Last month, Novant Health announced it's building two new clinics on the north and west side of Charlotte with a $7 million donation from Michael Jordan. Novant Health Michael Jordan Family Clinics promise to deliver high quality care to people who have little access now. But the head of an existing health clinic on the west side is concerned about losing business from insured patients. And that could affect its ability to serve poor patients.  

In Northwest Charlotte between a Burger King, Popeye’s and a Bojangles’ restaurant is C.W. Williams Community Health Center. 

CEO Debra Weeks calls it, “The triangle of friend chicken.”

At first glance it may not seem like the ideal location for a clinic, but the 36-year-old C.W. Williams Clinic is near a bus line and serves about 7,000 patients, and it’s also a few miles from one of the new Michael Jordan-funded Novant health clinics. In making the announcement, Novant said people in that neighborhood haven’t been able to get comprehensive primary care where they live and had to go to emergency rooms and urgent cares in other parts of town. 

Not true, says C.W. Williams CEO Debra Weeks.

“The illusion no one is helping these folks that nothing exists on the west side or the northwest side in the poor areas is an illusion. It's not the truth.”

Novant says clinics like C.W. Williams provide good care but points to the Charlotte Opportunity Task Force report. That report says there’s a need to expand care in low-income and underserved areas.

Novant says it plans to continue to engage with Weeks and the community and determine best how to support the area’s needs. Weeks would like the clinics to complement each other, but she’s concerned about losing some of her paying patients -- especially since the clinic is recovering from a near closure and bankruptcy three years ago.

“We like big, new and pretty and shiny,” Weeks said. “Come on did you see those renderings? Absolutely, I’d want to go.”

She said about two-thirds of the clinics patients are insured or pay out of pocket. The rest are uninsured and pay less for services. That balance is important to clinics that get federal funding to serve the uninsured population, said Ben Money, CEO of the North Carolina Community Health Center Association.

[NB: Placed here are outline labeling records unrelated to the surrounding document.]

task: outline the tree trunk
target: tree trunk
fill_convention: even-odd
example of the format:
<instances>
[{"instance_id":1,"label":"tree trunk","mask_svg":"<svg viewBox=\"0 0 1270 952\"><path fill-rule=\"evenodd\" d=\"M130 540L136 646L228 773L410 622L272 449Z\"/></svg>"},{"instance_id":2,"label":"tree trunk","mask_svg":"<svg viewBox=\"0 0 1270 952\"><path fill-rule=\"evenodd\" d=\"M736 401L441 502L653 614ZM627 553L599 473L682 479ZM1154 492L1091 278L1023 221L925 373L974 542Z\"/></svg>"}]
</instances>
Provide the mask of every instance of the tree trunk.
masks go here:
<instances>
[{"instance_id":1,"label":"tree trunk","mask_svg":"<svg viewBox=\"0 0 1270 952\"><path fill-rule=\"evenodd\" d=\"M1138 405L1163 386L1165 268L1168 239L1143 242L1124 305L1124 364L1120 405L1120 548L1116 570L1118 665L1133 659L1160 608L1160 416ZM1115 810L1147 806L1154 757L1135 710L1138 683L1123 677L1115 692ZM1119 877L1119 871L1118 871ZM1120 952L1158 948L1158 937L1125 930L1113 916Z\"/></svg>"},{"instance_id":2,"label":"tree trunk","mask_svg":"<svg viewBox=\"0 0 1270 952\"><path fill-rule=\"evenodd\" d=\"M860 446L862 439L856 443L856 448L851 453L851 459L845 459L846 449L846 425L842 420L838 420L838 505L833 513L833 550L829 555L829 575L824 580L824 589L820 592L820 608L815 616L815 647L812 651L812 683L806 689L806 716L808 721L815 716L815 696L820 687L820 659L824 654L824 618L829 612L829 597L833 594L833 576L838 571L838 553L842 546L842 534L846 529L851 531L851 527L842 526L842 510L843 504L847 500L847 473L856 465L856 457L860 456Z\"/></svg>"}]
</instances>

“We welcome other organizations that elect to step up to challenge to serve individuals that don’t have the resources to pay,” he said. “But it’s going to be necessary for those organizations to not deplete community health centers and their ability to recruit and retain Medicaid patients, Medicare patients and the commercially insured. Because without that balanced payer mix, there's no way a health center would be able to survive.”

The other Novant Health Michael Jordan Family Clinics will be north of Uptown. Novant expects both clinics to open in late 2020.